The doctors described the planned catheterization procedure as the most common method of treating such a heart condition, which they said was a birth defect of a type that occurs in up to 25 percent of the population.

No date was set for the procedure, but doctors said it would take place within the next three weeks.

The health of the prime minister, who will turn 78 in February, has been under intense scrutiny in Israel since he was hospitalized Dec. 18 after what doctors described as a small stroke that caused no lasting neurological damage. He was released after two days, and aides say he has resumed his normal work schedule.

Sharon is the head of a new centrist political party that is widely expected to win general elections scheduled for March 28. But the party, called Kadima, or Forward, is built largely around Sharon's immense personal popularity among the Israeli electorate, and polls have suggested it might falter if anyone else were at the helm.

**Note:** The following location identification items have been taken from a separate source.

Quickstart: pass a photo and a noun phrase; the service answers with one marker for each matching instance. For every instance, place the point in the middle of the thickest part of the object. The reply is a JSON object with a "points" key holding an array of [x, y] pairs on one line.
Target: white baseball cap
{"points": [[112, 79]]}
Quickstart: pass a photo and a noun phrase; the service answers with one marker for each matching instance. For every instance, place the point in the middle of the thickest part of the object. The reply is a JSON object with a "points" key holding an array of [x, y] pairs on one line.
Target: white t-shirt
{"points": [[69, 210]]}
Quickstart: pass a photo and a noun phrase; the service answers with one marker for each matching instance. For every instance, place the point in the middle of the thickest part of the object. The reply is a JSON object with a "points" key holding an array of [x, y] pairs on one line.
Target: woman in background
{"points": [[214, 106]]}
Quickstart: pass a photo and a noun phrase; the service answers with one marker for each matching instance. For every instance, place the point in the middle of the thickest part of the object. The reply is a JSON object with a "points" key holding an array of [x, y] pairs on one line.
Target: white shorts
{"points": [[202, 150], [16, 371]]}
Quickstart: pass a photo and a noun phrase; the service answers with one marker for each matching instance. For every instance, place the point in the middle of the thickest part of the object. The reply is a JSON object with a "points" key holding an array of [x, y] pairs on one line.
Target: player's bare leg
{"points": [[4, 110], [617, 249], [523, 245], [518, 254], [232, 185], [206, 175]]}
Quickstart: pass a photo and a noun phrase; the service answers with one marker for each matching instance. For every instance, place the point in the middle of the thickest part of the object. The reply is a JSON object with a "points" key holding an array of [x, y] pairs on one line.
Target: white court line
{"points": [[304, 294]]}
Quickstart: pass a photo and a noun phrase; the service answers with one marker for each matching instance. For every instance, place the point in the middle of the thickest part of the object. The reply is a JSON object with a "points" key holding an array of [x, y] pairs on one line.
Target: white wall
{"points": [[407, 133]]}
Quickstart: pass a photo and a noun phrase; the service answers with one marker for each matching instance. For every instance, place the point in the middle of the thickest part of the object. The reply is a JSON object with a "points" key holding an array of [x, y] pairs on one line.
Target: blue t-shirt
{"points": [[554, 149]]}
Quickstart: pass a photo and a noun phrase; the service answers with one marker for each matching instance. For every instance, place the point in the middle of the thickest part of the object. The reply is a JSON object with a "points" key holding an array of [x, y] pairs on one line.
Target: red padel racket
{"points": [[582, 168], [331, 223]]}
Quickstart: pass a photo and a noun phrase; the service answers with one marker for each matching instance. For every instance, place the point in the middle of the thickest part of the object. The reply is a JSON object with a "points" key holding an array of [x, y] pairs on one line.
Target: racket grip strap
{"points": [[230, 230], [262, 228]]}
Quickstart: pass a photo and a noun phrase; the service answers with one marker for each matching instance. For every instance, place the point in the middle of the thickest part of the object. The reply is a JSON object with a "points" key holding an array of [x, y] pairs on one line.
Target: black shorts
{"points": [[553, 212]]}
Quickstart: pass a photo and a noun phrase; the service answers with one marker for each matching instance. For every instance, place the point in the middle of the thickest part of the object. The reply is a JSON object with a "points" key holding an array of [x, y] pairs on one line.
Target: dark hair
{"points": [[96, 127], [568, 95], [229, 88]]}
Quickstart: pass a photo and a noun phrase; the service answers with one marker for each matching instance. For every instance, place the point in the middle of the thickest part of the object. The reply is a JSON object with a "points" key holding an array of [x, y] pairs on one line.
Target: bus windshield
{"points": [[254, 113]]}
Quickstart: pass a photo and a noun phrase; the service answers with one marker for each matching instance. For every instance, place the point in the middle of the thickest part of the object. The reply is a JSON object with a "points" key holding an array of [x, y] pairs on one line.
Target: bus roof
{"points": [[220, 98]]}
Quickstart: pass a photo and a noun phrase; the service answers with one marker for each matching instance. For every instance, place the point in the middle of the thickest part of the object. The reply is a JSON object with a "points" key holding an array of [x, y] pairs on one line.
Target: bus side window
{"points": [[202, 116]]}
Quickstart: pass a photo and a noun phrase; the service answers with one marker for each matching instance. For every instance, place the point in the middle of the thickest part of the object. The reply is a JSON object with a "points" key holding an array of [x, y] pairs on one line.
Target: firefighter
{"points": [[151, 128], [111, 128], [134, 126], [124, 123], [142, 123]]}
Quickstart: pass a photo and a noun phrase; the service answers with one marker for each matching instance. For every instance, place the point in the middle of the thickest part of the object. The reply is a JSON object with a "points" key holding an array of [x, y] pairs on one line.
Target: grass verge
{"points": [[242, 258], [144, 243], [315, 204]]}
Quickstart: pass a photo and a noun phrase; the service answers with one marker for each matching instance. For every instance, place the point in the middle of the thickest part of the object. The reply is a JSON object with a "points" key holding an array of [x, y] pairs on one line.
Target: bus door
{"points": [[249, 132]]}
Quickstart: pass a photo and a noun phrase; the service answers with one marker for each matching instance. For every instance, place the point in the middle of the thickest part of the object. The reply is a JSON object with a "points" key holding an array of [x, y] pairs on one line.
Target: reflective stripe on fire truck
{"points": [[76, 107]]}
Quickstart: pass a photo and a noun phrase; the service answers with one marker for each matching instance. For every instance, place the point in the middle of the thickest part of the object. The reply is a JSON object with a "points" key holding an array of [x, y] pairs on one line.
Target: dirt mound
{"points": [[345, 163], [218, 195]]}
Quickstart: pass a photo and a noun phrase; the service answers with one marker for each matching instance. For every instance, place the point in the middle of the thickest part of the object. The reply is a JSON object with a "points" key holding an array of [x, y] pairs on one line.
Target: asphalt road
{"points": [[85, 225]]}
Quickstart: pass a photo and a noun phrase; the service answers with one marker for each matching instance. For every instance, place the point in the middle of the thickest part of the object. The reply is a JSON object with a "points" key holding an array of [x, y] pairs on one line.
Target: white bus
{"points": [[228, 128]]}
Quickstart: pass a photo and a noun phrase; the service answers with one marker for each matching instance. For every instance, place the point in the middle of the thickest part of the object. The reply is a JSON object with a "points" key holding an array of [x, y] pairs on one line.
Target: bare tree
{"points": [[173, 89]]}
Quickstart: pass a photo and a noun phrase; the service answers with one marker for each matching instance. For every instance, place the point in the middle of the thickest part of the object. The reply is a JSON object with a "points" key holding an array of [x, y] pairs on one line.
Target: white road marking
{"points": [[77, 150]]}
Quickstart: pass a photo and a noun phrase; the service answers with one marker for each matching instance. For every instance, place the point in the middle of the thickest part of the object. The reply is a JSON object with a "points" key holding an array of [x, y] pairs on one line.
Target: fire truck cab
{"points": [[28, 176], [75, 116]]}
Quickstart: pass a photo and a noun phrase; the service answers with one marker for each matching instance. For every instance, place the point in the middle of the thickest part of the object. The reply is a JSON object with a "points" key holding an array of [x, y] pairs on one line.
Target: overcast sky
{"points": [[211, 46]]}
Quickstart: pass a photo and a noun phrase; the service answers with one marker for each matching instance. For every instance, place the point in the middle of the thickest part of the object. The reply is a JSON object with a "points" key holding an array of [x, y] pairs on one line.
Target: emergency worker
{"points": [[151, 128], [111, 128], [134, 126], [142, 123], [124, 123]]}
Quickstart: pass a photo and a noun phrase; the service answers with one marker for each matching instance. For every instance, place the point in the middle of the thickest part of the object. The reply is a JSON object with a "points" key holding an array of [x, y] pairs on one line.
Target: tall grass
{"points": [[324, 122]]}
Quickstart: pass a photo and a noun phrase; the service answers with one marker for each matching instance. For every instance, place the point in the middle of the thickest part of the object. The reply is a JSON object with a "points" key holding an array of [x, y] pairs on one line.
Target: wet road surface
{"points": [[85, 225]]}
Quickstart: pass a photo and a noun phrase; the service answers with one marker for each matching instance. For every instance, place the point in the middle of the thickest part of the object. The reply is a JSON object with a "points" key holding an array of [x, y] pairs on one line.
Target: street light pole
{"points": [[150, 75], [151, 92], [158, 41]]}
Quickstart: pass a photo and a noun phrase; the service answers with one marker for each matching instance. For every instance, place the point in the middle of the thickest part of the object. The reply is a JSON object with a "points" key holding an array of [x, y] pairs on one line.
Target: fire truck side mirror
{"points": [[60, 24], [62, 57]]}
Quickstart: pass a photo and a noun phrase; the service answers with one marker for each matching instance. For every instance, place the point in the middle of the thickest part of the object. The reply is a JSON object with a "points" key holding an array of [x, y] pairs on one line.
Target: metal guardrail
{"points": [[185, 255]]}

If Sharon were to be incapacitated during the medical procedure or for any other reason, his duties would be taken over by Deputy Prime Minister Ehud Olmert, who followed the Israeli leader to Kadima after Sharon abandoned his conservative Likud Party.

Commentators have expressed doubts that Olmert, an important behind-the-scenes confidant of Sharon, but one whose political persona is somewhat colorless, could muster a following like that of the prime minister.

Explaining the nonsurgical procedure to be carried out on Sharon, Dr. Haim Lotem, the chief of cardiology at Hadassah Hospital in Jerusalem, told journalists that doctors would use a camera-guided catheter to guide a small "umbrella-like" device into place to seal the hole in the upper chambers of the prime minister's heart.

Mild sedation is generally used to relax the patient's muscles when the catheter is inserted through the esophagus, Lotem said, but general anesthetic is not required. The procedure usually takes about 30 minutes.

In the meantime, Sharon is being treated with a blood-thinning medication to preclude the formation of blood clots, the doctors said.

The hole in Sharon's heart, measuring less than an eighth of an inch, was detected during tests conducted after the stroke. Doctors said yesterday that the small tear might have allowed a blood clot to pass through, which then triggered the stroke when it reached his cranium.

The prime minister's aides are portraying him as energetic and upbeat in the wake of his health scare. At a Cabinet meeting Sunday, the first he had presided over since being released from the hospital, Sharon joked with the ministers that they, unlike him, could go ahead and indulge - in moderation - in traditional calorie-packed foods such as jelly doughnuts and potato pancakes for the Hanukkah holiday, which began at sundown Sunday.

The overweight Sharon was put on a strict diet after the stroke, and doctors said he has lost about five pounds. They said the prime minister, who stands about 5 feet 7 inches tall, now weighs 255 pounds, though Israeli media reports have said he appears considerably heavier.

Despite his girth, Sharon's blood pressure and cholesterol levels are normal, the medical team said.

Doctors also disclosed additional details about Sharon's condition in the immediate aftermath of the stroke. Dr. Tamir Ben-Hur, the head of neurology at Hadassah, said the prime minister had difficulty speaking and his decision-making ability was temporarily impaired, but that he had complete recall of the evening's events.

Laura King writes for the Los Angeles Times.